TEXT OF BISHOP JOHN MILLER’S REMARKS:

There was talk about us coming back under Rwanda, it was made very clear from Rwanda’s side that if that was to happen there would need to be repentance, especially on our part, and that the conversation about a Missionary Society would need to cease, for no less than six months and that while we needed to share with our founding Primates how thankful we were for their leadership, we were going to have to really distance ourselves from their care and counsel. As you might imagine, that was something of a blow to us, because we really do believe as a Council of Bishops that the way forward for the Anglican Mission is as a Missionary Society and we don’t think that, ah, we should distance ourself from the counsel of these men who have been with us from day one and have stood by us through everything. (applause)

And then the other thing, the other two things that did happen towards the close of the meeting is that Bishop Eliud said he was going to put out a communiqué…and the first point in that communiqué was going to be that Rwanda and the Anglican Mission had reconciled. Again I had a check in my spirit about that because my understanding of reconciliation hadn’t actually happened as far as I could tell during the meeting.

Again, we were there, we were certainly willing, but it was only an initial step. And I said, ‘In all due respect, your Grace, I believe that if you’re going to say anything about reconciliation in your communique, you should probably say it has begun” because there was great pain on both sides of the table, both in our brothers from Rwanda and pain on our side of the table. And yet, we hadn’t said to them ‘we have done this, it was wrong and that we repent and ask for your forgiveness’ nor had we heard that from the other side so I don’t know if a communiqué comes out if it will say that reconciliation has occurred, but it was started.

The other thing that I suggested at that meeting was that Bishop Eliud do everything he could to broker a meeting between Chuck Murphy and Archbishop Rwaje and the three founding Primates. Again, one of the greatest offenses to the Rwandans is that we, or Chuck especially, had been taking counsel from our founding fathers and so I thought a good place for reconciliation and healing would be at the very top where they could sort of set an example for us, as it moves down in the ranks.

I left the meeting optimistic and hopeful. I heard very clearly that Bishop Eliud and his observers were willing to work with us to do whatever it would take to bring about peace and that even if we were to walk apart, in the end it would be on parallel paths where we could say to one another, “go in peace to love and to serve the Lord” and to mean it with charity and sincerity.

5 thoughts on “The Nairobi Communiqué that Wasn’t”

  1. Joel,

    It is regretable that the other parties in the Nairobi meeting have not issued their own account of the meeting.
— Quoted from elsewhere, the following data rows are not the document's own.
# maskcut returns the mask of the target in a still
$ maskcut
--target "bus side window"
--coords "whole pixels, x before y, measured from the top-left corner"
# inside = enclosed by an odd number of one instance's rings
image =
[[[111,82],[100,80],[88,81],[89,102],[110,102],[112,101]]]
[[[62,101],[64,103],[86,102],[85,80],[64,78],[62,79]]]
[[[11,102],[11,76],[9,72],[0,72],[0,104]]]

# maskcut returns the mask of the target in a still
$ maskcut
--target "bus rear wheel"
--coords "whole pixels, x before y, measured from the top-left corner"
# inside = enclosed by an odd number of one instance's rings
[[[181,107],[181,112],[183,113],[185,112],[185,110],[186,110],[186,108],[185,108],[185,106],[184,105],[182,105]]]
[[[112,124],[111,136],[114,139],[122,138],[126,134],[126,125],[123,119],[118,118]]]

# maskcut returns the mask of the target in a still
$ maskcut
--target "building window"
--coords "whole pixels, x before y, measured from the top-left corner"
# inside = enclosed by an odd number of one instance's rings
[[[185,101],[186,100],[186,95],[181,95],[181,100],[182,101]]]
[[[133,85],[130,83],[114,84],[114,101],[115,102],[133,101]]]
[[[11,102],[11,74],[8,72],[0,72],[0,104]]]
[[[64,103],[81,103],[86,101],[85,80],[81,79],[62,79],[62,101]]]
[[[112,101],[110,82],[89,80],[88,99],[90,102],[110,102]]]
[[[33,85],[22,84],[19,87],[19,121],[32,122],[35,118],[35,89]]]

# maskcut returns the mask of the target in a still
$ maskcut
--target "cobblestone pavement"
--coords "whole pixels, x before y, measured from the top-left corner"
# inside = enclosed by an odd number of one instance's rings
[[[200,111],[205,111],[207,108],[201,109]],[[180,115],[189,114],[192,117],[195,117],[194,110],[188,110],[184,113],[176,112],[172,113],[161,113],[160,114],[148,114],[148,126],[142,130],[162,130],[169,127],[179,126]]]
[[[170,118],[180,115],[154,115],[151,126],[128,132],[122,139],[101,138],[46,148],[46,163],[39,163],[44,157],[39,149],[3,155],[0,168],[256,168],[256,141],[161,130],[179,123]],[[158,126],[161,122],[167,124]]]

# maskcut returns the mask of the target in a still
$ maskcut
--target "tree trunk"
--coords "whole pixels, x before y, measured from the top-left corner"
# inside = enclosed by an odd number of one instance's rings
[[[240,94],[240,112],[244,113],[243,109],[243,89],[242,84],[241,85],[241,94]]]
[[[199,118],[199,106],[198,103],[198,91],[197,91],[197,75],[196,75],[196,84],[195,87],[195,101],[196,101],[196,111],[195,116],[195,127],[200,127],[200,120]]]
They have played into Bishop Murphy’s hands. He and his Leadership Council are able to spin the meeting anyway that they want. Having accepted Murphy and Miller’s account of what occurred, people are also less likely to believe the other parties’ account when they do issue it.

    1. Amen. GAFCON’s charity is being used against them, although I think that if they do speak, it will have far greater authority than Pawleys Island.

    1. No, I don’t see it. What are you viewing this on? A PC? Internet Explorer? Something else? Thanks for letting me know.